A moist hand touched my shoulder. In other words, a slug was trying to squeeze through my armpit. Time froze– Well, except for some slime dripping down my shoulder. An unidentifiable shock rippled through my system. The street sign suddenly looked terrifyingly hair-raising, and those letters wanted to eat me. The entire world seemed scary. My vision became unfocused, the scenery blurring into blackness. An-

Messiah. He was disappearing too. Just like every other thing/person I'd held dear. I stopped struggling– Let it take me. What was the point of living when everything you adored was gone? For a few horrid moments, nothing happened as my blackness clouded over. Then, I saw something in his white eyes, a fraction of his former self. It wasn't much, but the glint was enough to let me know that my Messiah was still there, waiting for me.

Determination filled me, and I was no longer the one toiling. Victim? I was a survivor. If I could live twenty years of my life, then I could make it through another day. Ever read those manga comics? The next moment could've been one from that.
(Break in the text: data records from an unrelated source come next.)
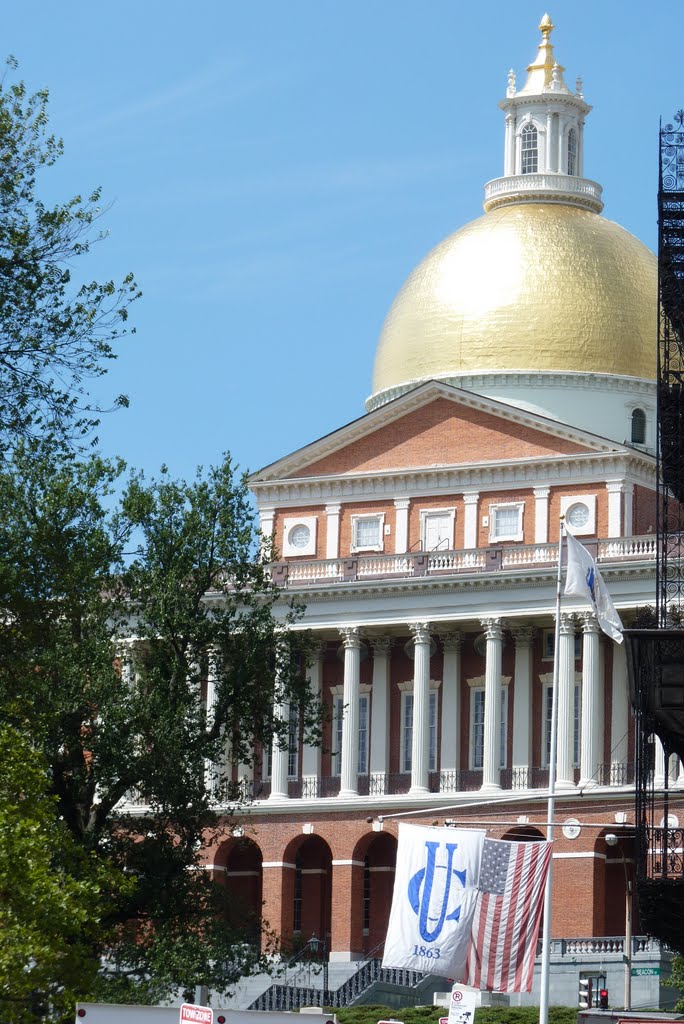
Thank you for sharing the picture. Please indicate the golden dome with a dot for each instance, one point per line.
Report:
(526, 287)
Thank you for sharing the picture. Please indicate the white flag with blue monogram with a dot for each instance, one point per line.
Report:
(434, 898)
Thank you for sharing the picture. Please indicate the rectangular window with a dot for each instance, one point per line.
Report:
(293, 743)
(367, 532)
(506, 521)
(477, 728)
(364, 731)
(576, 725)
(432, 766)
(408, 731)
(362, 734)
(549, 643)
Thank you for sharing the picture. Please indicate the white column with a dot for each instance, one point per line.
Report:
(279, 774)
(614, 488)
(564, 770)
(380, 716)
(551, 155)
(542, 514)
(352, 660)
(581, 148)
(401, 528)
(522, 706)
(311, 752)
(591, 736)
(470, 499)
(333, 530)
(420, 747)
(450, 756)
(212, 770)
(494, 633)
(509, 145)
(618, 717)
(266, 516)
(629, 510)
(658, 776)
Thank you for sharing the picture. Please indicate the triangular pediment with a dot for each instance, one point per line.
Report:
(431, 426)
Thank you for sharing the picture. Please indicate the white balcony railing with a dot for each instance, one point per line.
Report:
(502, 558)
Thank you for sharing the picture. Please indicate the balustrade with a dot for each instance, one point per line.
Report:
(506, 558)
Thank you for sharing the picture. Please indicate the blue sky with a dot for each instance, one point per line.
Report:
(276, 169)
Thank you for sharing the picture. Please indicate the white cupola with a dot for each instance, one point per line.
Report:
(544, 145)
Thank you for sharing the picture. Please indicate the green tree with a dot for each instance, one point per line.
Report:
(54, 334)
(108, 656)
(52, 894)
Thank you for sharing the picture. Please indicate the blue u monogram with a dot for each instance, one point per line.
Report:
(420, 891)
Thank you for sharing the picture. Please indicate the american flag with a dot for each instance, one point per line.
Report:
(506, 924)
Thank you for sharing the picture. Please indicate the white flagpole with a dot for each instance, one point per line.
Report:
(546, 936)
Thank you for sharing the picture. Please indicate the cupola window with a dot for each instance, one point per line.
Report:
(529, 151)
(571, 152)
(638, 427)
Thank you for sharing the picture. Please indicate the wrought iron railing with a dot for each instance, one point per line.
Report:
(292, 993)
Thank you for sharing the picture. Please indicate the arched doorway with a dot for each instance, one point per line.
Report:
(373, 893)
(244, 884)
(311, 902)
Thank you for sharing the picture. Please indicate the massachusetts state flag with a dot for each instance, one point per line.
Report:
(506, 923)
(585, 580)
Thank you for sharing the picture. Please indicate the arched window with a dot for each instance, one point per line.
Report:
(638, 427)
(529, 151)
(571, 152)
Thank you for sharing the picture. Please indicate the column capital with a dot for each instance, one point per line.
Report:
(452, 639)
(523, 635)
(494, 628)
(421, 632)
(351, 636)
(381, 645)
(567, 623)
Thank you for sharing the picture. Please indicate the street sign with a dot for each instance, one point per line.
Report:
(190, 1014)
(462, 1005)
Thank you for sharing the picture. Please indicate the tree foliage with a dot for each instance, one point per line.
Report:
(111, 660)
(52, 894)
(54, 334)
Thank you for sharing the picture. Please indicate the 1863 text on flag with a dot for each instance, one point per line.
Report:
(507, 918)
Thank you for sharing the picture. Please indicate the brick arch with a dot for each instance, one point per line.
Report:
(242, 876)
(373, 882)
(309, 909)
(614, 866)
(524, 834)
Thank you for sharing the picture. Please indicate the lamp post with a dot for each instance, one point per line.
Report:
(319, 946)
(611, 840)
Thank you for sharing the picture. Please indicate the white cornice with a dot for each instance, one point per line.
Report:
(523, 379)
(593, 468)
(409, 400)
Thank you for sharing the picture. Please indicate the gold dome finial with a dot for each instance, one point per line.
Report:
(540, 72)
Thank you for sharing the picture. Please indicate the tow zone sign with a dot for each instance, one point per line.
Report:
(190, 1014)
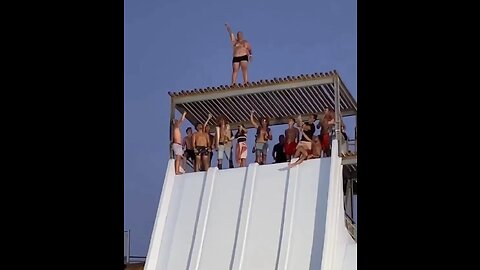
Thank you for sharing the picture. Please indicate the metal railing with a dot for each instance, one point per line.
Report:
(126, 246)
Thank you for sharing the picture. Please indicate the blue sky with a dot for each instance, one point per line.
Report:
(173, 45)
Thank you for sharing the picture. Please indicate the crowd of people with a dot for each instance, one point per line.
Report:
(299, 141)
(297, 144)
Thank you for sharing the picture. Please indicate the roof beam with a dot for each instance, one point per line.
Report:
(245, 91)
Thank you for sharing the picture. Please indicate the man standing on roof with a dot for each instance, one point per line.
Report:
(177, 143)
(242, 54)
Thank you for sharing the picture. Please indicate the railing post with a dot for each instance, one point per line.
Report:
(172, 116)
(126, 234)
(336, 83)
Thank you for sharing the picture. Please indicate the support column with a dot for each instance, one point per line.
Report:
(336, 83)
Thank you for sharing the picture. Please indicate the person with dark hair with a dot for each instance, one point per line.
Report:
(223, 141)
(326, 125)
(292, 138)
(201, 141)
(188, 146)
(264, 134)
(242, 149)
(307, 130)
(278, 154)
(177, 143)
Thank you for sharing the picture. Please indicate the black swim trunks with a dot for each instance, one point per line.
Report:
(201, 150)
(190, 154)
(240, 59)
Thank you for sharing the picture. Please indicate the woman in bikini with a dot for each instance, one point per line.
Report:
(242, 54)
(242, 148)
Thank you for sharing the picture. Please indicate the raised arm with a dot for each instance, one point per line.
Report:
(205, 125)
(179, 123)
(249, 48)
(253, 120)
(230, 34)
(306, 136)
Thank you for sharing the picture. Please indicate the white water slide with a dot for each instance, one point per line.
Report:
(258, 217)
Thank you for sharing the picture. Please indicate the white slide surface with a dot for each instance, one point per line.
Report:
(258, 217)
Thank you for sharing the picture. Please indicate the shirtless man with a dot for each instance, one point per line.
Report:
(188, 146)
(223, 141)
(242, 54)
(261, 141)
(177, 143)
(326, 125)
(206, 129)
(292, 138)
(201, 141)
(307, 129)
(302, 153)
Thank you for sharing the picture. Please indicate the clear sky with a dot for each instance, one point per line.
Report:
(173, 45)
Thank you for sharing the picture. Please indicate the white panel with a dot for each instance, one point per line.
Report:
(263, 235)
(180, 227)
(259, 217)
(223, 219)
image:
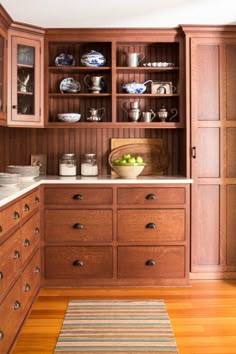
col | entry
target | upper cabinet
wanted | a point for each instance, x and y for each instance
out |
(145, 67)
(25, 73)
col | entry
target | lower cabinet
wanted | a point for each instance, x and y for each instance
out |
(115, 235)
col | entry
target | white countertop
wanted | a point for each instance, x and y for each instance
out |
(8, 194)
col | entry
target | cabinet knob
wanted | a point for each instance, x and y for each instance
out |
(17, 305)
(26, 243)
(78, 197)
(16, 255)
(78, 226)
(78, 263)
(16, 215)
(151, 263)
(27, 287)
(26, 207)
(151, 196)
(37, 270)
(36, 230)
(36, 200)
(151, 225)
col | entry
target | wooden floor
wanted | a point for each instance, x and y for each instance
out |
(203, 316)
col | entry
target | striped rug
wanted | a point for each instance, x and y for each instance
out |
(110, 326)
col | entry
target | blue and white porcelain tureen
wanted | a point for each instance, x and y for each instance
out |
(93, 58)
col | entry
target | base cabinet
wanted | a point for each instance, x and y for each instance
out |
(132, 236)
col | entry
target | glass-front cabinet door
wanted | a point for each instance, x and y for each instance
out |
(3, 79)
(26, 84)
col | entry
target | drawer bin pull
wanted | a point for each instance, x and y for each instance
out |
(151, 263)
(78, 263)
(78, 226)
(26, 207)
(17, 305)
(16, 215)
(151, 197)
(27, 287)
(27, 243)
(36, 200)
(16, 255)
(151, 225)
(78, 197)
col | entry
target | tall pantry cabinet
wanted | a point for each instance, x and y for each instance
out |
(211, 105)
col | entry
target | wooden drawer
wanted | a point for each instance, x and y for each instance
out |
(30, 282)
(78, 262)
(78, 196)
(78, 225)
(151, 262)
(10, 260)
(11, 216)
(10, 315)
(30, 236)
(151, 225)
(30, 203)
(151, 196)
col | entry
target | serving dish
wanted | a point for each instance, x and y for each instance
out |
(69, 85)
(64, 60)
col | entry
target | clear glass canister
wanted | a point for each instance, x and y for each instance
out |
(89, 165)
(67, 165)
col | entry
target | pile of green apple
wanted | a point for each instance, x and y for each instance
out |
(129, 160)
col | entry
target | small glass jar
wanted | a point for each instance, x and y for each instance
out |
(89, 165)
(67, 165)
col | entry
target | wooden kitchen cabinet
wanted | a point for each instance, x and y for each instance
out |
(114, 241)
(212, 110)
(25, 75)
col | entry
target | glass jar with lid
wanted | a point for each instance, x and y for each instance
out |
(89, 165)
(67, 165)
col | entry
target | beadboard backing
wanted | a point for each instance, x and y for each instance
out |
(17, 144)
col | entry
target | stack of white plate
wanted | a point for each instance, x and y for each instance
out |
(27, 173)
(9, 179)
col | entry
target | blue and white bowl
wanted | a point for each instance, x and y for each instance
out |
(93, 58)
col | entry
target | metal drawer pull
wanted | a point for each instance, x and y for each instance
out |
(36, 200)
(16, 255)
(78, 262)
(37, 270)
(16, 215)
(17, 305)
(151, 225)
(27, 243)
(26, 207)
(151, 197)
(78, 226)
(36, 230)
(151, 263)
(78, 197)
(27, 287)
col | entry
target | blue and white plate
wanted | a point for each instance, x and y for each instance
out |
(65, 60)
(69, 85)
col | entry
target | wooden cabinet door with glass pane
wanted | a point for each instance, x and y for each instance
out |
(26, 83)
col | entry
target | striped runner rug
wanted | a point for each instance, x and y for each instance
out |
(110, 326)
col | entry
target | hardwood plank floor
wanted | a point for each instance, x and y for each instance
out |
(203, 316)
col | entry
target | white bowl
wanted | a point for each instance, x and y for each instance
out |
(69, 117)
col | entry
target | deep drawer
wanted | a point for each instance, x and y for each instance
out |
(78, 262)
(78, 225)
(151, 262)
(78, 196)
(151, 225)
(151, 196)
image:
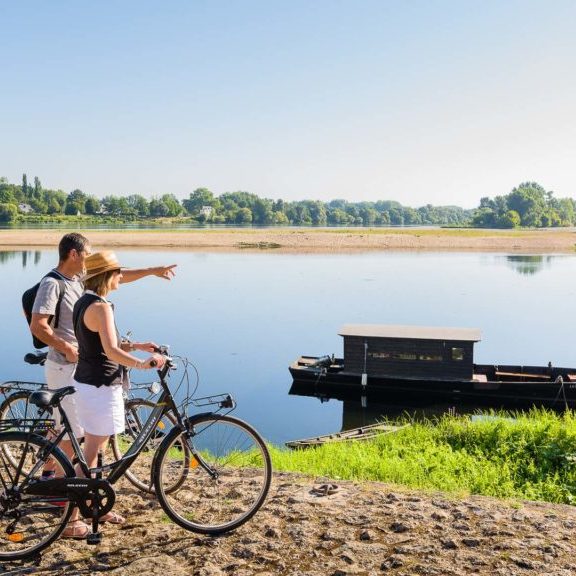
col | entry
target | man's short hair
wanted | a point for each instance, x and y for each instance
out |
(72, 241)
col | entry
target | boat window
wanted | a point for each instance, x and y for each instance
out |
(392, 355)
(458, 354)
(430, 357)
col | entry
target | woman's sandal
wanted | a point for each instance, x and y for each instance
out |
(112, 518)
(76, 529)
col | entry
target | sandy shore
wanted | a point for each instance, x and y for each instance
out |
(308, 240)
(360, 530)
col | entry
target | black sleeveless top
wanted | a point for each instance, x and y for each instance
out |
(94, 367)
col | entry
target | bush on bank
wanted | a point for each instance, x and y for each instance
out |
(530, 455)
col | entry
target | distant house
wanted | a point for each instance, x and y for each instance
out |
(25, 208)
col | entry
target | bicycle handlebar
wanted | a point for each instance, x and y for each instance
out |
(35, 357)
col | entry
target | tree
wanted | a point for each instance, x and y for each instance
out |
(37, 188)
(244, 216)
(200, 198)
(75, 203)
(24, 186)
(8, 212)
(172, 204)
(92, 205)
(157, 208)
(138, 204)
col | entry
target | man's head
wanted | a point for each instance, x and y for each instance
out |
(72, 241)
(72, 251)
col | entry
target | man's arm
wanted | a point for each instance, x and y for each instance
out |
(40, 327)
(165, 272)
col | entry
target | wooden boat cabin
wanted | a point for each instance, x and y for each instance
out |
(409, 351)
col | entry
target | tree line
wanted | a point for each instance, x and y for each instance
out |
(527, 205)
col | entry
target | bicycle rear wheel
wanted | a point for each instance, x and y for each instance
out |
(16, 407)
(136, 413)
(222, 479)
(28, 523)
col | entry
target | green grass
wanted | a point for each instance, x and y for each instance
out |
(532, 456)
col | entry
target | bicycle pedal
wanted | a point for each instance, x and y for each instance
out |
(94, 538)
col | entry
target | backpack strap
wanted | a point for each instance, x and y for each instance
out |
(62, 290)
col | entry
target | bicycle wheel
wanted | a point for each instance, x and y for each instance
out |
(17, 407)
(223, 478)
(136, 413)
(28, 523)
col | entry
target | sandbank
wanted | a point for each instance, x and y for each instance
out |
(304, 240)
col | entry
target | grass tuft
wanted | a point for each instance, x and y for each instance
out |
(527, 455)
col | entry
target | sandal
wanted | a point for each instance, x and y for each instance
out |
(76, 529)
(112, 518)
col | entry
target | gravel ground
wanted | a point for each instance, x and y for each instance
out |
(359, 529)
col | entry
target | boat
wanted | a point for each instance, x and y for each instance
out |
(388, 364)
(361, 433)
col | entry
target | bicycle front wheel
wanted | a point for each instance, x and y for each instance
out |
(136, 413)
(28, 523)
(222, 477)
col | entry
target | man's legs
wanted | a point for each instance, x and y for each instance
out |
(59, 376)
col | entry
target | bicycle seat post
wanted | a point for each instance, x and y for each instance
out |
(96, 536)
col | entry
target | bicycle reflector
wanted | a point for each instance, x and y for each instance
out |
(16, 537)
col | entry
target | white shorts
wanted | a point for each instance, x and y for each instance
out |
(59, 376)
(100, 410)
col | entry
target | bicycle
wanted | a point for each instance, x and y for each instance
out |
(16, 407)
(211, 472)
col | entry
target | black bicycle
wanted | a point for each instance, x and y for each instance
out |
(211, 472)
(139, 403)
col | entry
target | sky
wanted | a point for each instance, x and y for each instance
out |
(418, 101)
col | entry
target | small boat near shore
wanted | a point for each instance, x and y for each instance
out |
(398, 363)
(361, 433)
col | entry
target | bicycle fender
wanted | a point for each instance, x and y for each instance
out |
(23, 436)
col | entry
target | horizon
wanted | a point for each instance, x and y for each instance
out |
(422, 103)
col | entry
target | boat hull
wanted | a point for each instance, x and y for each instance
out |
(493, 386)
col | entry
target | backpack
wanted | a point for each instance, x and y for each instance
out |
(28, 298)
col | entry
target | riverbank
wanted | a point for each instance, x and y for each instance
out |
(311, 240)
(361, 529)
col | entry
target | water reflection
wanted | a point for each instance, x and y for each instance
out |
(242, 318)
(529, 264)
(27, 256)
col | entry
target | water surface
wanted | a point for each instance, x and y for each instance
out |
(243, 318)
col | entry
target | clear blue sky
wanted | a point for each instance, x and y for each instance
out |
(418, 101)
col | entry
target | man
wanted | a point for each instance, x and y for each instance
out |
(63, 351)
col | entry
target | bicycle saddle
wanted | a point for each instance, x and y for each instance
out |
(46, 398)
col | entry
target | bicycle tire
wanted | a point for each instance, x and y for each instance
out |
(136, 412)
(28, 524)
(17, 407)
(242, 471)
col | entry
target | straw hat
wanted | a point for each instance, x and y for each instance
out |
(100, 262)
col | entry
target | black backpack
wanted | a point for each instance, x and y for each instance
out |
(28, 303)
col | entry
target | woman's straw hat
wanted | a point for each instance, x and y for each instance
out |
(100, 262)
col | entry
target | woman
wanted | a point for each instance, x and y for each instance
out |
(101, 360)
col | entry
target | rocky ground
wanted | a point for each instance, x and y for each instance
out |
(358, 529)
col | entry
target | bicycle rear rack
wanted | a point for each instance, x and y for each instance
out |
(223, 401)
(27, 425)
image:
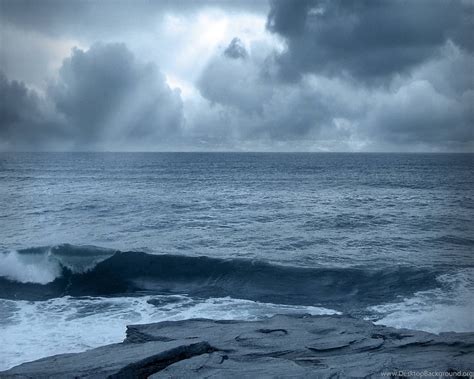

I rolled my eyes and put my hands on my hips. These kinda problems needed some attitude to show them who was boss. Shrugging the arm off my shoulder, I turned around and jabbed a finger at the thing.

"You, " I said threateningly. "Not one rancid toenail near me."

It lunged.

Blades-or-nails extended from its fingertips, and its skin exploded into a mulch of gray and black. Its hair danced in the air– Punk style, not ballerina– so much that it was hard to tell it apart from a hedgehog. Drool escaped its mouth like saliva, and either it was just trying to tear me apart, or it broke a recently filed nail.

"Alright, you want a fight?" I said, more frozen on the spot than courageously facing the enemy and prepared for the blow and-

Kept preparing. Nothing struck me. Or at least, nothing supernatural, and all of the things the dark side of me was. A flower burst through the thing's heart, and my dark doppelganger started to dissolve like those matrix effects you had in computers, staring from that hideous face. The redhead from earlier half-stood in front of me, holding a hibiscus like a knight wielding a rapier.

He raised an eyebrow coyly, "Who is the wonderful lady over here?"

I may have blushed. "I would have beat its bones if only you didn't ruin it."

"My, my, that's one long name."

Minus one for the redhead. "Fussy."

"Yes, my brother can be like that." I jumped. The dark-haired boy who'd fallen in the gutter stood behind me. A bit of soot on his clothes, but otherwise crisp and fresh. "I'll have to admit you surprised me there." He tilted his head to one side. "I've never heard of a human who can see the elliptical."

That was the moment I changed my description of the two boys from hot to creepy stalkers. If that redhead could've just vanished that monster, what was he doing all this time? And the fact that his brother was just as annoying was not helping.

"We wanted to see what you would do, could do." The dark-haired boy whispered from behind as if reading my mind. "I can see in your head." He added in a bored tone, "You want to kill me, but before that, you desire to know my identity. I'm Lucifer."